Чувствуя себя освеженным сном, который заодно прибавил мне и сил, я вытянул ноги и принялся двигать руками, напрягая их мышцы и ощущая, как глубинные силы изливаются из груди и наполняют меня. Некоторое время я посвятил размышлениям о том, каким неизмеримо великим благом является сон вообще и мое умение засыпать при любых обстоятельствах в частности. Уже несколько раз за последнее время я спасался сном, когда мозг мой уже не в состоянии был выносить то, с чем мне приходилось сталкиваться, а ему приходилось пытаться это осмысливать. Такого счастливого умения управлять своим сном был полностью лишен не кто-нибудь, а сам де Селби. Эта слабость в его величии проявлялась в том, что он мог, безо всякой видимой причины, заснуть среди дня, занимаясь своими обычными делами, а довольно часто он засыпал и беседуя с кем-нибудь, даже не закончив предложения [50].

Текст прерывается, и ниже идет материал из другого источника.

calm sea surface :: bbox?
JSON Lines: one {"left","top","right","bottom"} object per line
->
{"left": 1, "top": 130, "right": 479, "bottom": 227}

Я поднялся со стула, прошелся по комнате, чтобы размяться. Еще сидя на стуле возле камина, я заметил небольшую часть переднего колеса велосипеда, стоявшего у открытой двери в коридоре, ведущем куда-то вглубь казармы. Проделав упражнения, я через минут пятнадцать снова уселся на стул и, взглянув в сторону двери, обнаружил, что вижу теперь значительную большую часть колеса, чем раньше. Это меня весьма удивило, так как стул с места не двигался и угол зрения, под которым я видел велосипедное колеса не менялся. Присмотревшись, я убедился в том, что теперь вижу три четверти всего колеса, тогда как раньше видел часть колеса даже без ступицы. Неужели велосипед сам, за то время, когда я занимался упражнениями, продвинулся вперед? Я мог бы поклясться, что это так, но может быть, все же поменялся ракурс, под которым я смотрел на велосипед? Нет, это маловероятно — стул совсем маленький, сидеть на нем хотя бы с минимальным удобством можно только в одном положении. И мое удивление стало расти, превращаясь в оторопелое изумление.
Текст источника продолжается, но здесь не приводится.